Choosistant is an ML-powered system which helps you decide which product to buy by summarizing the pros and cons from written product reviews. The system leverages an NLP model to predict spans of text describing product features which are considered to be good and bad by reviewers.
We all experience it. You need to buy a new weighing scale. Your old scale stopped working. You want to replace it in a hurry. A quick search on amazon.com and you find a weighing scale with the Amazon’s Choice tag:
The product looks slick, is highly rated and reasonably priced. But before clicking on the screaming Buy Now button, you are curious about what other people are saying about this product. Mostly the reviews are positive and say good things about the scale. But then you stumble on a seemingly positive review:
Wait, what?! So this weighing scale cannot even provide its basic functionality correctly? You find other consumers reporting similar inaccuracies:
It seems that this scale is neither consistent nor accurate with its measurements. You also find worrying reviews about the scale’s robustness.
Now what? You look for alternative products and read their reviews. Soon, you are spending a huge amount of time reading a bunch of reviews, wishing there was a way to have a summary of all the reviews in one place. Enter choosistant!
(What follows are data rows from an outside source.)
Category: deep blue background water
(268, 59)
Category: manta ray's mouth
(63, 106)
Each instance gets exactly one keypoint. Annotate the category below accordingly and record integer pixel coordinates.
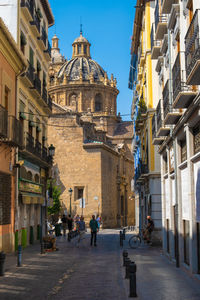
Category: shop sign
(26, 186)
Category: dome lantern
(81, 47)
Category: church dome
(83, 67)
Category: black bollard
(132, 274)
(124, 234)
(42, 246)
(121, 239)
(127, 264)
(125, 254)
(19, 256)
(2, 260)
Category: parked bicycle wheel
(134, 241)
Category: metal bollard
(121, 238)
(132, 274)
(124, 234)
(19, 256)
(2, 260)
(125, 254)
(127, 274)
(42, 251)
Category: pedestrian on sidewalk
(94, 229)
(64, 224)
(81, 229)
(149, 229)
(69, 223)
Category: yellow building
(12, 63)
(145, 99)
(93, 155)
(28, 21)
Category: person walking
(81, 229)
(64, 224)
(69, 223)
(94, 228)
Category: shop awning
(32, 198)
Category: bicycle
(137, 239)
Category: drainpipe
(175, 157)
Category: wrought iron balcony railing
(37, 84)
(166, 105)
(155, 44)
(44, 94)
(159, 115)
(44, 36)
(160, 19)
(182, 93)
(30, 146)
(3, 122)
(29, 4)
(192, 49)
(48, 50)
(36, 22)
(154, 126)
(30, 73)
(38, 148)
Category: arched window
(98, 102)
(29, 175)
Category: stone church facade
(93, 145)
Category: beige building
(93, 145)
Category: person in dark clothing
(149, 229)
(64, 224)
(94, 229)
(69, 223)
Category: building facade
(141, 80)
(12, 63)
(175, 49)
(28, 22)
(93, 144)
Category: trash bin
(2, 260)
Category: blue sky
(108, 25)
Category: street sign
(82, 203)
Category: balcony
(14, 136)
(162, 130)
(36, 25)
(155, 45)
(160, 23)
(3, 122)
(37, 84)
(38, 148)
(44, 95)
(30, 143)
(183, 94)
(192, 51)
(48, 51)
(27, 7)
(170, 116)
(43, 39)
(166, 5)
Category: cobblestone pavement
(94, 273)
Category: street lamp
(70, 195)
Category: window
(31, 57)
(6, 98)
(80, 193)
(22, 42)
(186, 237)
(79, 48)
(98, 102)
(5, 198)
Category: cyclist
(149, 229)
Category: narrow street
(91, 273)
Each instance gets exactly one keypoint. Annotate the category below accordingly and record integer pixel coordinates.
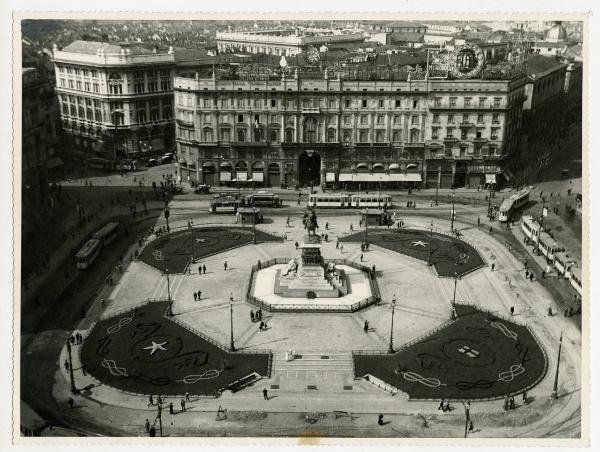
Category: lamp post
(452, 213)
(454, 296)
(193, 250)
(555, 387)
(231, 344)
(430, 242)
(71, 376)
(170, 310)
(391, 348)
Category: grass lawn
(475, 357)
(448, 254)
(119, 353)
(174, 251)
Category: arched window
(330, 135)
(310, 130)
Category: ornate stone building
(116, 100)
(308, 131)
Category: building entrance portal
(309, 169)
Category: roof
(404, 24)
(408, 37)
(92, 47)
(539, 64)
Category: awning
(490, 178)
(351, 177)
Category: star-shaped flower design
(155, 347)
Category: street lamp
(391, 348)
(452, 213)
(170, 310)
(231, 344)
(71, 376)
(430, 242)
(555, 387)
(454, 296)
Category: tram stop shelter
(249, 215)
(374, 217)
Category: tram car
(548, 246)
(371, 201)
(262, 199)
(339, 201)
(513, 203)
(530, 228)
(226, 204)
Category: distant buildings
(115, 99)
(282, 42)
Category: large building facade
(339, 133)
(116, 100)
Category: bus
(563, 264)
(227, 205)
(263, 199)
(88, 253)
(371, 201)
(549, 247)
(328, 200)
(107, 233)
(510, 205)
(530, 228)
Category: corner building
(115, 100)
(347, 134)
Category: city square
(362, 229)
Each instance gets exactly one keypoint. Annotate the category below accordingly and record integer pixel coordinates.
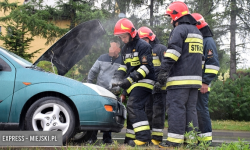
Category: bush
(230, 99)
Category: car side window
(5, 66)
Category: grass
(230, 125)
(227, 125)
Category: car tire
(51, 114)
(82, 136)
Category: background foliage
(229, 99)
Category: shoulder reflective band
(141, 128)
(132, 136)
(145, 69)
(175, 138)
(157, 130)
(157, 133)
(136, 63)
(141, 123)
(123, 68)
(132, 57)
(156, 61)
(130, 80)
(164, 88)
(195, 48)
(206, 136)
(184, 80)
(171, 53)
(212, 69)
(194, 35)
(147, 83)
(130, 131)
(142, 72)
(207, 89)
(194, 40)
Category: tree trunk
(72, 14)
(151, 7)
(232, 39)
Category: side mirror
(1, 67)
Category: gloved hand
(157, 88)
(115, 90)
(125, 84)
(122, 98)
(162, 77)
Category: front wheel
(51, 114)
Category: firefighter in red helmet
(210, 69)
(156, 107)
(136, 76)
(181, 71)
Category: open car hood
(73, 46)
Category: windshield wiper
(35, 67)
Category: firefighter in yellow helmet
(136, 76)
(210, 69)
(156, 106)
(181, 70)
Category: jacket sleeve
(212, 65)
(93, 71)
(174, 49)
(146, 61)
(161, 52)
(121, 72)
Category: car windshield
(17, 58)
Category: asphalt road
(219, 136)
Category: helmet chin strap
(130, 38)
(174, 22)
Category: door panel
(7, 78)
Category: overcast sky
(143, 12)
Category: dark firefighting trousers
(204, 120)
(137, 123)
(181, 112)
(155, 109)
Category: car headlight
(100, 90)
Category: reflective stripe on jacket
(211, 66)
(137, 55)
(183, 58)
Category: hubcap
(51, 120)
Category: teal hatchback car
(33, 99)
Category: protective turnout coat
(137, 56)
(183, 57)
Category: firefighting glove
(157, 88)
(162, 77)
(125, 84)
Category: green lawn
(227, 125)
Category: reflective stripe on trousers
(140, 126)
(147, 83)
(157, 132)
(175, 138)
(206, 136)
(184, 80)
(130, 134)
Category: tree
(234, 19)
(23, 23)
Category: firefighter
(102, 71)
(156, 106)
(136, 76)
(210, 69)
(181, 70)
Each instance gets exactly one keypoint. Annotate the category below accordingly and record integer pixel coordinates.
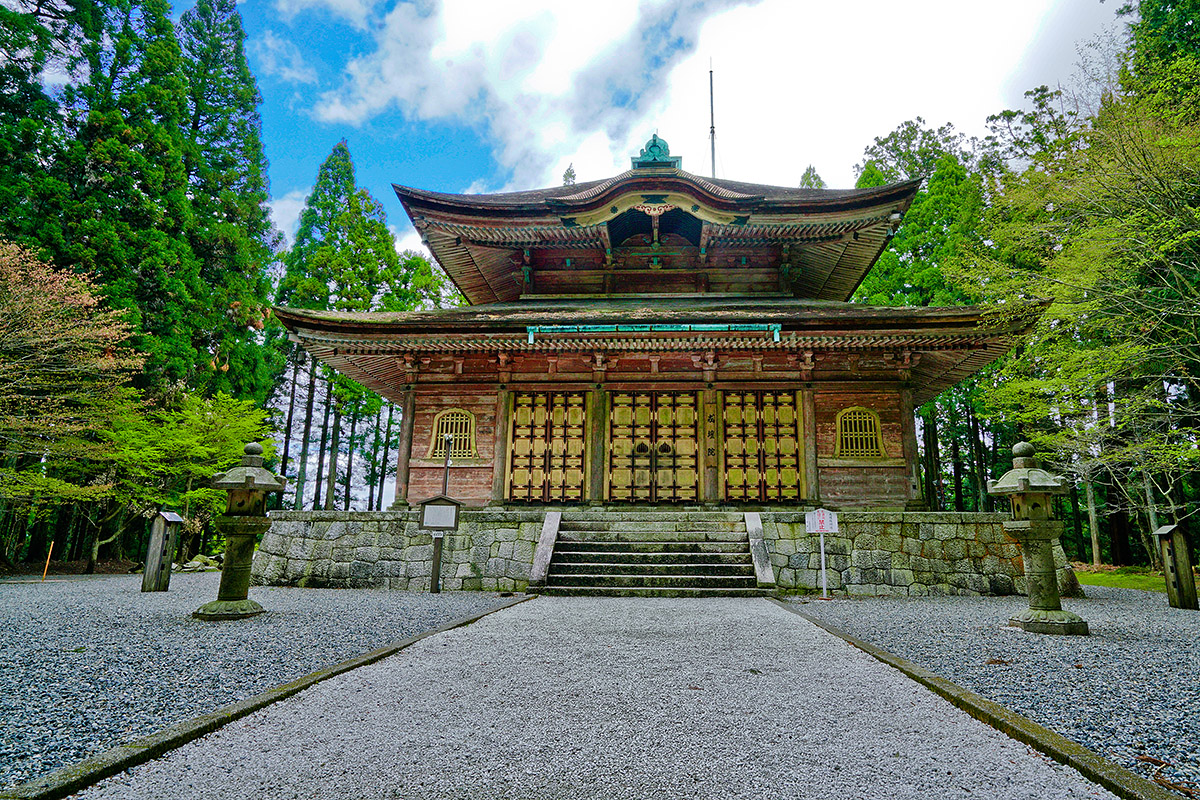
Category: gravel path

The problem is as follows:
There are several ways to frame this problem as a machine learning task. One approach is to perform traditional sentiment analysis and capture words that get high attention. However, it is not clear how to aggregate these results into coherent pros and cons. Another approach is to formulate the problem as a summarization task. The main issue is that summarization models tend to hallucinate i.e. include phrases and words that are not part of the original text. We found that the best method is to cast the problem as an Extractive Question Answering (QA) task. This alleviates the hallucination issue with text summarizers.
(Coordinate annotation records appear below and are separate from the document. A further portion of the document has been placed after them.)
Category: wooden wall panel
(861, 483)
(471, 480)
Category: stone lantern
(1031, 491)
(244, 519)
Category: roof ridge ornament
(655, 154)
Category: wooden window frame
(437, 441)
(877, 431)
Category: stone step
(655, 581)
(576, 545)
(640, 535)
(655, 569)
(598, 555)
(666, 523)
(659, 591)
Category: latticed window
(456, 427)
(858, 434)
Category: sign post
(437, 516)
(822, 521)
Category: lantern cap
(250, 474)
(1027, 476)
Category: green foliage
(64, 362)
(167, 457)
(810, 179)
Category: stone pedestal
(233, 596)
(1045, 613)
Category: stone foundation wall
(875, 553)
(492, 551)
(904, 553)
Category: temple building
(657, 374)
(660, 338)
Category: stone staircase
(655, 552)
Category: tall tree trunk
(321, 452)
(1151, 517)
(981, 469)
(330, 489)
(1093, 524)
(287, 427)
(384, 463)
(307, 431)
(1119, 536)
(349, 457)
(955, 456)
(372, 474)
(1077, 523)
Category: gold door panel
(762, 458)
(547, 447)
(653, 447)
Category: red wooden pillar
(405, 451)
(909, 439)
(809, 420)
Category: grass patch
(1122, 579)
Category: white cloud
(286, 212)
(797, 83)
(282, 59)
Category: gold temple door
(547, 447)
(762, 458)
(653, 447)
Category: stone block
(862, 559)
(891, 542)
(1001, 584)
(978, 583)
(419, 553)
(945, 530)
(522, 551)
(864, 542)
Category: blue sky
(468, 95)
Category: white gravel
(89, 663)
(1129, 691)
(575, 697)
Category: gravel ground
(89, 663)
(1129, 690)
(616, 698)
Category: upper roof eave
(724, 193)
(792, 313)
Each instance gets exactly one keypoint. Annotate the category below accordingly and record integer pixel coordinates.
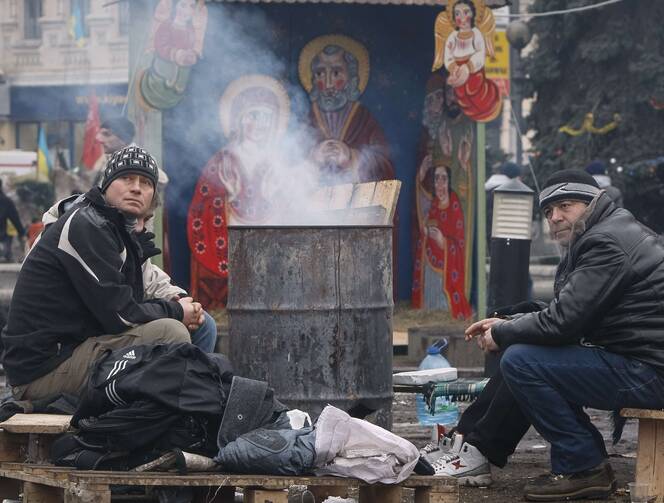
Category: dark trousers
(553, 384)
(494, 423)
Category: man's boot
(596, 483)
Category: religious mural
(234, 185)
(360, 95)
(444, 202)
(464, 34)
(350, 144)
(177, 45)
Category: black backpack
(126, 437)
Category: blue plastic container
(446, 412)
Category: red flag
(92, 149)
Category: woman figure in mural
(234, 185)
(464, 36)
(177, 43)
(440, 260)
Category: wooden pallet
(28, 437)
(46, 484)
(650, 450)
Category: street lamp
(511, 231)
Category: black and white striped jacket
(82, 279)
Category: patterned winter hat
(131, 159)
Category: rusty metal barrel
(310, 312)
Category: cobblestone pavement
(530, 459)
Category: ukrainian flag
(43, 157)
(76, 30)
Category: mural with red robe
(444, 203)
(464, 34)
(234, 187)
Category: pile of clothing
(144, 401)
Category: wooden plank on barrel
(265, 496)
(645, 452)
(363, 194)
(37, 423)
(658, 465)
(387, 195)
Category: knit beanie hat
(121, 127)
(131, 159)
(572, 184)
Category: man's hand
(193, 313)
(479, 327)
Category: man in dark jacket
(80, 290)
(599, 343)
(8, 212)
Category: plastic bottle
(446, 412)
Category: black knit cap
(131, 159)
(572, 184)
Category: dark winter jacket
(609, 290)
(82, 279)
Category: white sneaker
(432, 452)
(467, 464)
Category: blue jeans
(552, 384)
(205, 336)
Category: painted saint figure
(440, 260)
(351, 146)
(177, 43)
(464, 37)
(234, 185)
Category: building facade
(54, 55)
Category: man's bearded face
(330, 78)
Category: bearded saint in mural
(464, 34)
(443, 247)
(234, 185)
(351, 146)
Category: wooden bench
(650, 450)
(24, 469)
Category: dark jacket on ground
(82, 279)
(8, 212)
(609, 290)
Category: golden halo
(316, 45)
(239, 85)
(480, 8)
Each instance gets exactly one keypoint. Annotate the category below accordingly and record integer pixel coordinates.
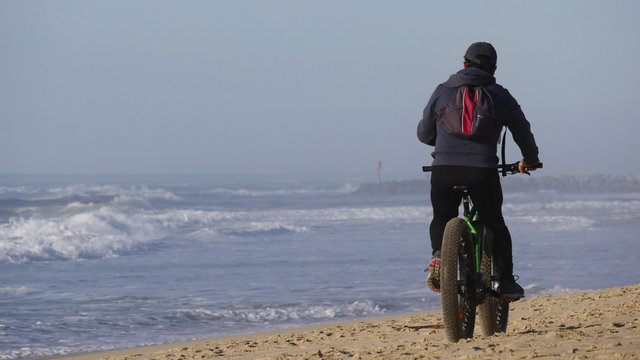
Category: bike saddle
(461, 188)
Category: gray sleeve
(427, 126)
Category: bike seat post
(465, 198)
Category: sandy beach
(601, 324)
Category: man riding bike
(473, 161)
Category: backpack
(469, 114)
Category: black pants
(486, 194)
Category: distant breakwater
(566, 183)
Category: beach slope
(601, 324)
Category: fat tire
(458, 313)
(487, 310)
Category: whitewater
(99, 263)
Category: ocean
(98, 263)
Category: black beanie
(481, 54)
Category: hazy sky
(302, 87)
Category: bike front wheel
(457, 281)
(493, 312)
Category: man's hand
(525, 168)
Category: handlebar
(505, 169)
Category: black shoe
(433, 278)
(510, 290)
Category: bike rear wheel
(457, 281)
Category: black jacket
(452, 150)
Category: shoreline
(599, 324)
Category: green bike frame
(470, 217)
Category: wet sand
(601, 324)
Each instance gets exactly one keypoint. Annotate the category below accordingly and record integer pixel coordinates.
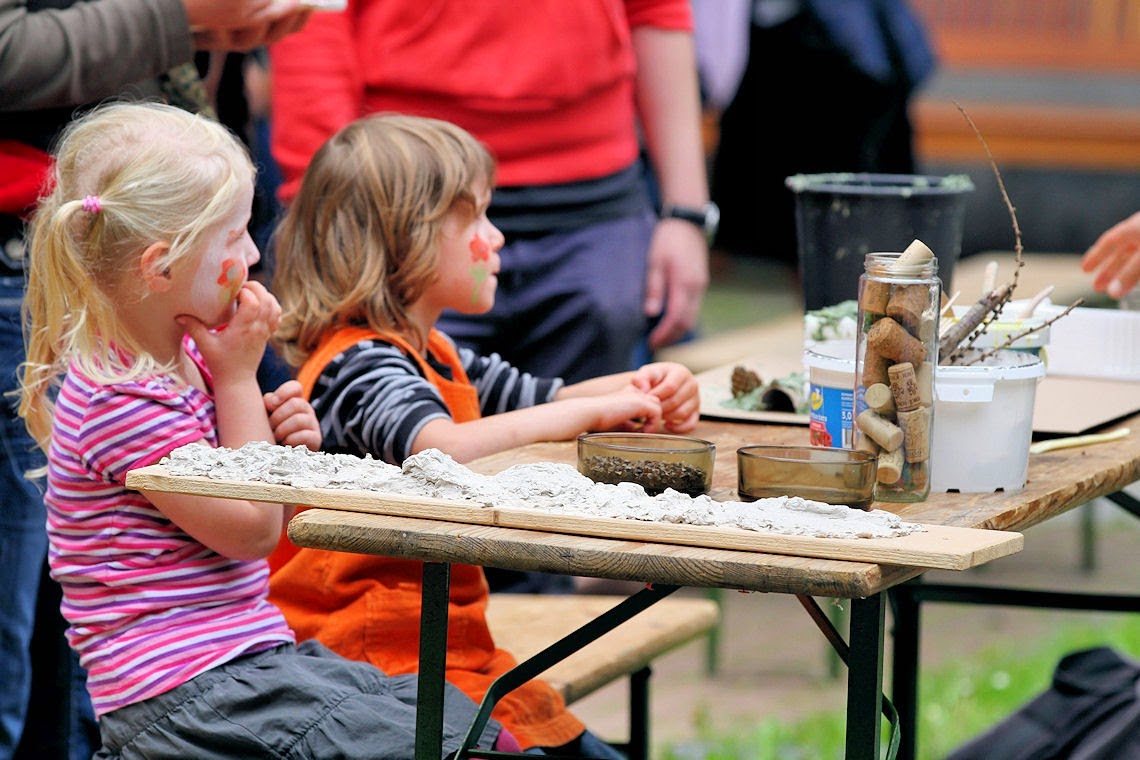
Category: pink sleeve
(317, 89)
If you want to more about how Extractive QA works, please read the excellent articles written by the folks at Hugging Face and deepset.
Although the pre-trained QA model by deepset seemed promising, its predictions were qualitatively not great. We needed a way to fine-tune the pre-trained model to our task at hand. For this, we had to annotate a training set. First, we wrote an annotation guideline because we wanted to ensure consistent annotations. Early on, we identified that one big risk for the project was annotations being inconsistent and thus creating bad models. Then we sampled a small set (~200 reviews) from the Amazon Review data set and began the annotation process using Label Studio.
We wanted to get an MVP up and running quickly so we could iterate on it. Since our sampled data was not very large, we created a GitHub repo to store Label Studio’s artifacts including SQLite database, reviews in JSON files and exported annotations in JSON.
The annotated data were used to fine-tune both the QA model as well as a seq2seq model. We created an account for Weights & Biases, and incorporated it in the trainer. Pytorch Lightning make things easy. However, we did not fully utilize W&B because we did not perform a lot of experiments with our models. Once a model was fine-tuned, we stored the model artefacts on Hugging Face Models, essentially using the HF service as a light-weight model registry.
Our models were downloaded by the inference server and used to make predictions. We used FastAPI to expose a /predict
REST-endpoint. The app assigns each request a unique ID and logs information about the request, the output of the model, inference time and device (CPU or GPU). The prediction ID is sent as part of the HTTP response such that any logging that happens on the client side can be linked to the predictions made by inference service.
In order to interact with our models, we built a simple user interface using Gradio. We were able to quickly put together a skeleton UI that interacts with the inference service and presents the results to the user. The user can flag the output of the model.